Reaching out to contacts throughout the UK’s engineering community, the High Value Manufacturing Catapult’s CEO Dick Elsy convened an industrial consortium from across the aerospace, automotive, motorsport and medical sectors to tackle the challenge – ensuring that the NHS front line had the tools and equipment it needed to care for critically ill Covid-19 patients.
Against a backdrop of life or death urgency, the VentilatorChallengeUK consortium – made up of over 5000 volunteers – established seven new large-scale manufacturing facilities at sites including the HVM Catapult’s own AMRC Cymru in Broughton, as well as restructuring existing Smiths Medical and Penlon operations. The consortium then worked with great determination and energy to scale-up the production of the Penlon ESO 2 Emergency Ventilator, based on existing technology from Oxfordshire-based Penlon and an existing device from Smiths Group, the Smiths paraPACTM plus.
This coalition of the very best of this country’s people and capability across different sectors truly showcased the strength of the manufacturing industry in the UK. The VentilatorChallengeUK consortium produced 13,437 ventilators in only twelve weeks, more than doubling the stock available to the NHS and building a resilient stock should ventilators be required in the UK in the future.

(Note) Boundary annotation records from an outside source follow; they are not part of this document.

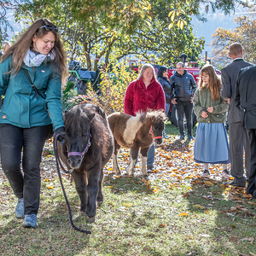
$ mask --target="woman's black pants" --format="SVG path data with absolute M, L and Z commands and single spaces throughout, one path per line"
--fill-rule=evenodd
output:
M 15 195 L 24 198 L 25 214 L 37 214 L 38 212 L 40 163 L 49 131 L 49 125 L 20 128 L 9 124 L 0 125 L 2 168 Z

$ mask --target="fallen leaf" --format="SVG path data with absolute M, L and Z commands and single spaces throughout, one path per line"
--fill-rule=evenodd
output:
M 194 205 L 193 207 L 195 207 L 195 208 L 200 208 L 200 209 L 203 209 L 203 210 L 207 209 L 205 207 L 202 207 L 201 205 Z
M 207 186 L 212 186 L 213 185 L 213 183 L 212 183 L 209 181 L 205 181 L 205 184 L 207 185 Z
M 147 183 L 147 181 L 143 177 L 142 178 L 142 182 L 143 183 Z
M 177 216 L 189 216 L 187 212 L 179 213 Z
M 234 236 L 234 237 L 231 239 L 231 241 L 236 241 L 237 240 L 237 238 L 238 238 L 238 236 Z
M 241 256 L 250 256 L 249 254 L 245 254 L 245 253 L 239 253 L 239 255 L 241 255 Z

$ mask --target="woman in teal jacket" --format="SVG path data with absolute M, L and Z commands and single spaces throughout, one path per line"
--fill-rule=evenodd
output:
M 35 228 L 42 151 L 51 124 L 58 140 L 65 139 L 61 98 L 67 71 L 58 28 L 47 19 L 35 21 L 4 54 L 0 73 L 2 167 L 18 197 L 16 218 Z

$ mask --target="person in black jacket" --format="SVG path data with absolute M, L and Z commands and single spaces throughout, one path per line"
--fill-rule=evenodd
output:
M 192 110 L 193 95 L 196 90 L 196 84 L 193 76 L 184 69 L 183 63 L 178 62 L 176 66 L 177 70 L 171 77 L 171 91 L 174 90 L 172 103 L 177 104 L 178 130 L 180 139 L 184 139 L 183 115 L 185 113 L 188 128 L 188 140 L 193 139 L 192 137 Z
M 247 194 L 256 198 L 256 66 L 240 70 L 236 80 L 235 103 L 241 110 L 242 126 L 248 132 L 251 148 L 251 170 Z
M 172 93 L 171 93 L 171 84 L 168 79 L 168 68 L 165 66 L 161 66 L 157 73 L 157 79 L 161 84 L 166 96 L 166 114 L 168 116 L 168 112 L 170 108 L 170 104 L 172 102 Z M 164 130 L 164 137 L 168 138 Z

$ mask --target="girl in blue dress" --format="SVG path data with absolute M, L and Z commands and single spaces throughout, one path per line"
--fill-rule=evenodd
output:
M 224 126 L 229 103 L 220 96 L 220 81 L 212 65 L 206 65 L 201 70 L 199 88 L 193 98 L 194 112 L 199 123 L 194 160 L 203 164 L 202 177 L 210 177 L 209 164 L 222 164 L 222 175 L 229 178 L 230 151 Z

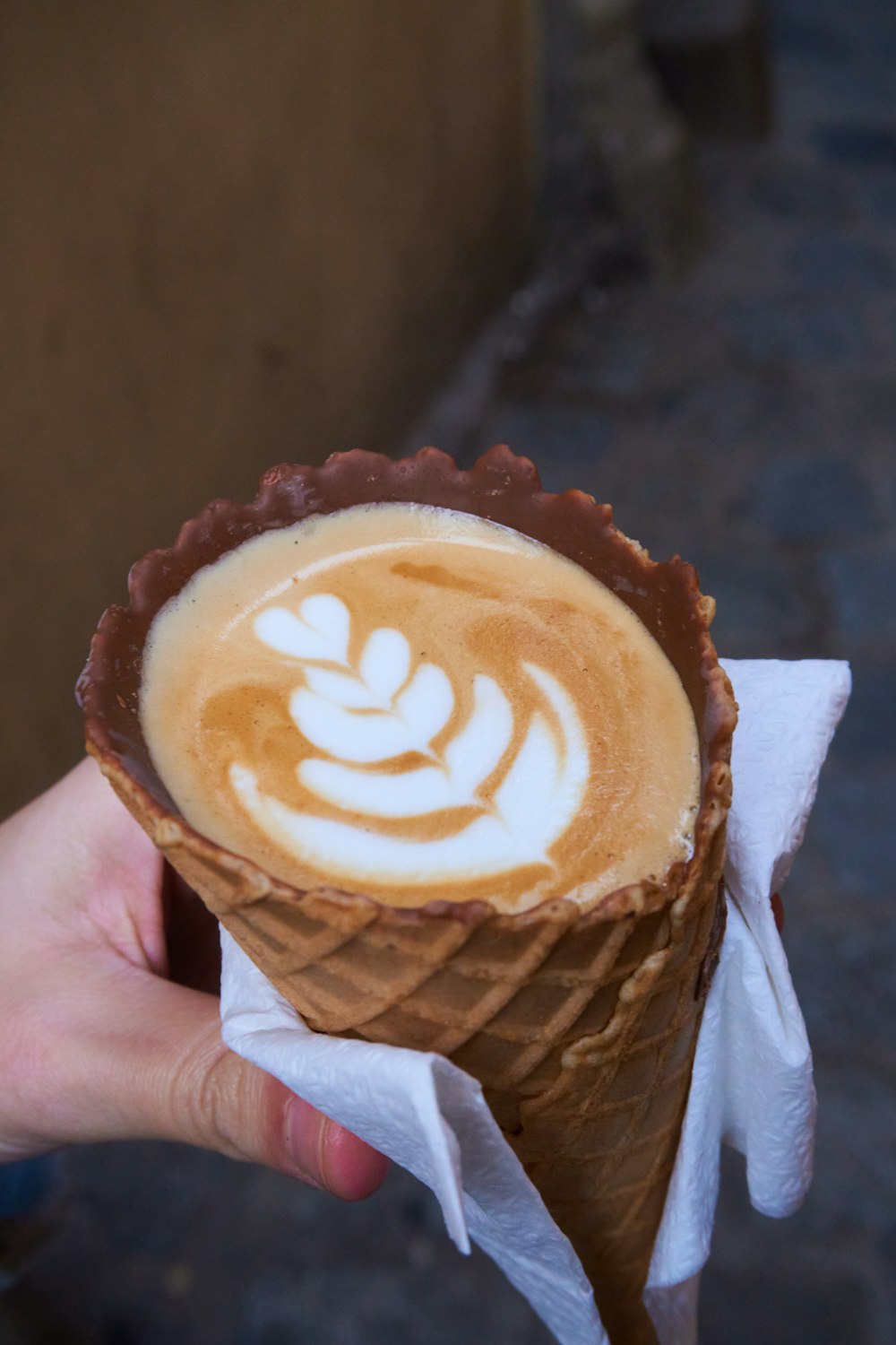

The HVM Catapult’s seven Centres have also been active in ensuring that as much PPE as possible gets to the NHS front line and to social care services. This was done both by donating over 100,000 items of PPE kit and by manufacturing key items, such as face visors and shields for aerosol-generating procedures, using 3D-printing and batch cutting techniques to produce them as quickly as possible.